We tackled Hallie’s clothing. I made her try on every piece of clothing she owned – most of which I had purchased, some of which had been handed down to her. About half way through, she was tired of me asking the same question – Do you love it? – and was ready to be done. In her frustration she snapped, “You’re the one that bought all this clothing for me.” Ding, ding, ding. She got me. She was absolutely right. And her words cut deep. I am the problem – Steve does not purchase anything – its all me. I had to change my habits and my family would follow.

I read The Life-Changing Magic of Tidying Up which was great to kickstart the process of purging – although some of the ideas were a little crazy to me. But then I read The More of Less and it resonated deep within me. I realized I didn’t need to get rid of everything. I just needed to get rid of enough so I can live the life I’m wanting to live. The life I could live if I didn’t manage so much stuff. I can have my holiday decorations and power tools and yet own much less in many other areas.

Becoming Minimalist

Becoming Minimalist

The corner of our room and a corner of the storage room became the donation location and every week the piles grew and grew (everything except the bike – not sure why it was in the storage room!). I tried to add 10 items to my pile every day. Most days I far exceeded that. I started to become embarrassed by just how much there was and how easy it was to get rid of it. I started to tackle cupboards I hadn’t touched in years, or better yet drawers that barely opened. I made frequent stops to drop off donations.

Becoming minimalist

I’ve still got a long ways to go – I’m sifting through years of accumulation but I’m making progress and the progress is motivating.

I think what has changed the most is my mentality of purchasing items. Yes, we still need stuff and even want stuff and I have no problem making those purchases. But I’ve become more critical of what comes in the house.
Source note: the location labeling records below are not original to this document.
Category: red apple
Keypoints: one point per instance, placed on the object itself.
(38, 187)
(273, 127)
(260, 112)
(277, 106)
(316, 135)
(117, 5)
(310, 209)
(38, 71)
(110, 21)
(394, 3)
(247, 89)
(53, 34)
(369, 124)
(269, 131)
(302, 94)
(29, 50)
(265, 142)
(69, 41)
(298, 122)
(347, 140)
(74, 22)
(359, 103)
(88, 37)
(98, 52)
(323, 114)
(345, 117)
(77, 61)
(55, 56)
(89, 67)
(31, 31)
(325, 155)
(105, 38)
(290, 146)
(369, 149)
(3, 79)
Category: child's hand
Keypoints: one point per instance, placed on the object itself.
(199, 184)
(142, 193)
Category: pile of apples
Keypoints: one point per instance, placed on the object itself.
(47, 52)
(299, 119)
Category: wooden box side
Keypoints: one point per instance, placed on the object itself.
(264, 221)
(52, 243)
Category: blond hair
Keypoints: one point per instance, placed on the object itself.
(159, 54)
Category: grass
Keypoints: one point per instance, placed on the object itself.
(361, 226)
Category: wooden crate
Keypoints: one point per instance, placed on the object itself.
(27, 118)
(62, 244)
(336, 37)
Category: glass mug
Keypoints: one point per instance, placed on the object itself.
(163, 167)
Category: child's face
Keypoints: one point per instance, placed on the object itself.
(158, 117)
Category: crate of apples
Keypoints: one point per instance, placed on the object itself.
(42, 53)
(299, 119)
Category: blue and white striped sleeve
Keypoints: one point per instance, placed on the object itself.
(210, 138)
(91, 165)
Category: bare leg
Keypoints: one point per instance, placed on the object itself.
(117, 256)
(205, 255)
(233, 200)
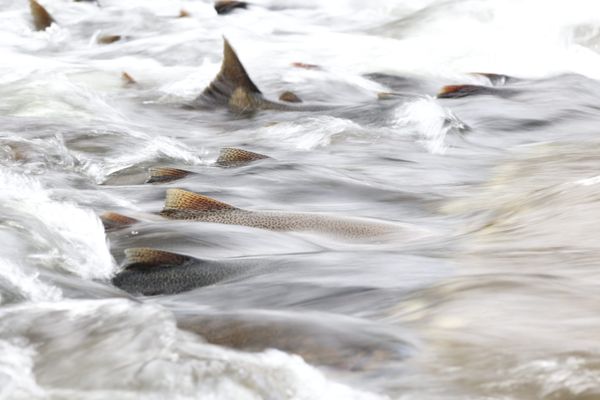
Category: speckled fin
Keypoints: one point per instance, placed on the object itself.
(233, 155)
(166, 174)
(112, 220)
(231, 80)
(178, 199)
(456, 91)
(147, 257)
(41, 17)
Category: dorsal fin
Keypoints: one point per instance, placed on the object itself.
(234, 156)
(108, 39)
(179, 199)
(456, 91)
(41, 17)
(112, 220)
(166, 174)
(495, 79)
(290, 97)
(231, 79)
(127, 79)
(147, 257)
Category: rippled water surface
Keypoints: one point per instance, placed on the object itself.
(488, 289)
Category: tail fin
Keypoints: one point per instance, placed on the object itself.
(112, 221)
(232, 86)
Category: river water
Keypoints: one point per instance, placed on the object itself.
(489, 292)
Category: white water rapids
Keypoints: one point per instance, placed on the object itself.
(490, 292)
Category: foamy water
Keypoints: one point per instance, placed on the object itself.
(489, 291)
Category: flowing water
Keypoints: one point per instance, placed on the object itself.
(488, 291)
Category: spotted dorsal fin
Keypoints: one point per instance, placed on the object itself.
(234, 156)
(147, 257)
(456, 91)
(231, 82)
(178, 199)
(112, 220)
(41, 18)
(166, 174)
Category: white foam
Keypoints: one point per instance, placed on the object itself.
(136, 349)
(73, 238)
(427, 119)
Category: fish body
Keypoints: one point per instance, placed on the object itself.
(152, 272)
(184, 205)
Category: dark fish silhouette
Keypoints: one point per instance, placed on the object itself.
(152, 272)
(227, 6)
(41, 18)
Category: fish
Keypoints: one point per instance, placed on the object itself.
(228, 157)
(113, 221)
(41, 17)
(108, 39)
(343, 343)
(496, 79)
(233, 88)
(458, 91)
(226, 6)
(151, 272)
(290, 97)
(184, 205)
(138, 174)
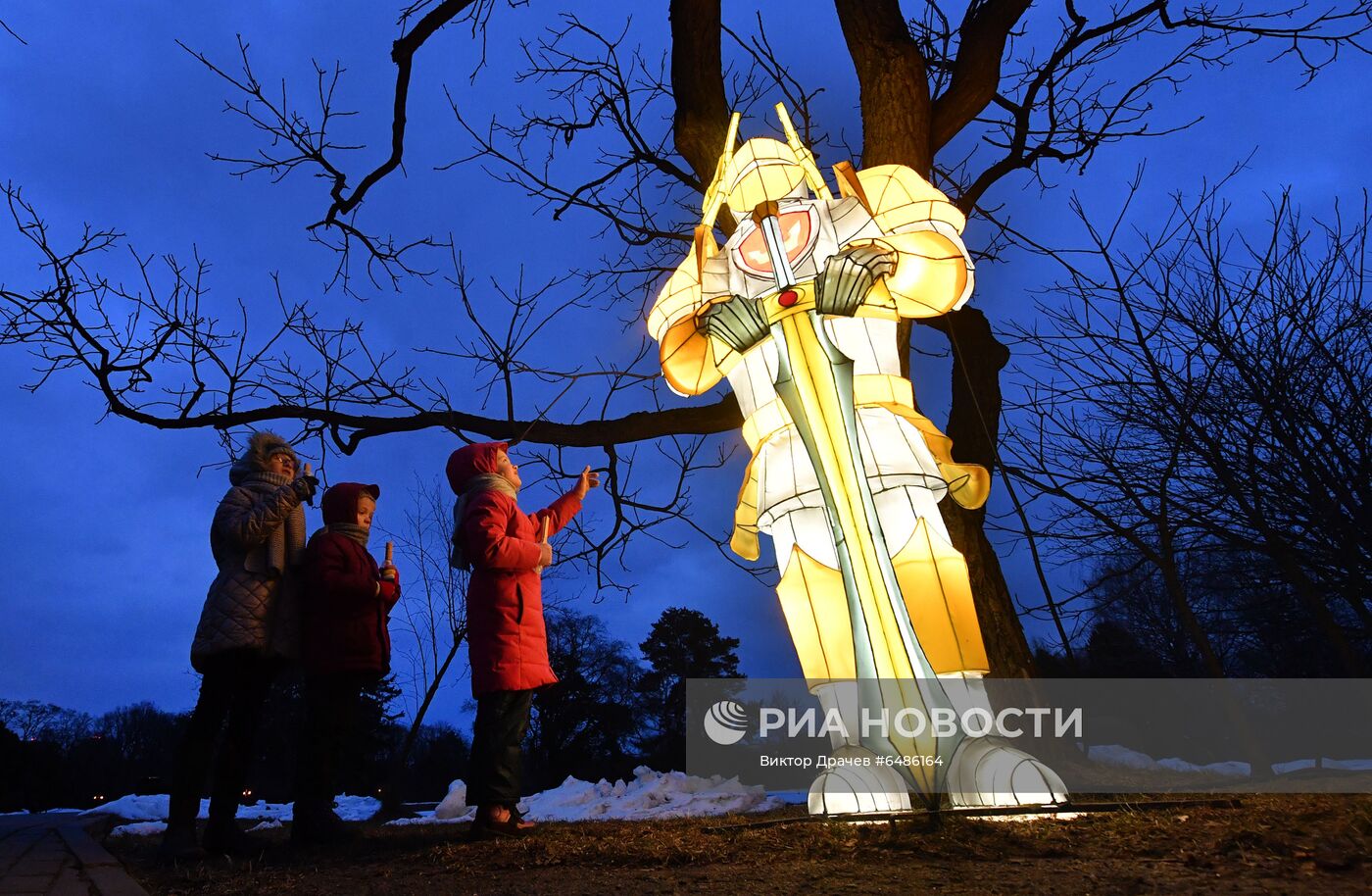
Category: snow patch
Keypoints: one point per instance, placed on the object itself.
(154, 809)
(455, 804)
(139, 829)
(649, 795)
I was at Target last week and they had the cutest skirt for Hallie on clearance. I added it to my cart. As I stood in the checkout line looking over my cart – the skirt caught my eye. Immediately Hallie’s words came to mind, “You’re the one that bought all this clothing for me.” She didn’t need the skirt. In fact she has more dresses/skirts than she needs (but she “loves” them all). I decided to not add to the problem. The skirt wasn’t needed and I removed it from the cart. Something that wouldn’t have even crossed my mind a year ago.

The idea of being critical of items coming in isn’t necessarily a financial decision – although there are plenty of financial benefits. It’s a state of mind that offers peace to me. Do I like updating home and decor items? Absolutely. It just means I need to get rid of the items that are outdated, even though I paid good money for them at some point. Why is it so hard to get rid of items you perceive to be of any value – even though you don’t necessarily like the item??! I’ve found this mentality to be one of the hardest hurdles to overcome. But I’m getting there. And being critical of what comes in has really helped.

I’m on a journey. Sometimes I get down on myself that I’ve been working at this for awhile and I have a long ways to go – but that’s why its a journey. I am having to change habits and work to let go of things, it’s not happening overnight. But it’s happening. And I love the change I’m seeing. The funny part is – it’s a change that nobody outside our home may ever notice. They won’t see the semi-empty entertainment drawers or the space in the attic that was once filled with boxes. Luckily, I’m not doing it for anyone else to notice. I’m doing it so we can live a better life as a family. One day at a time.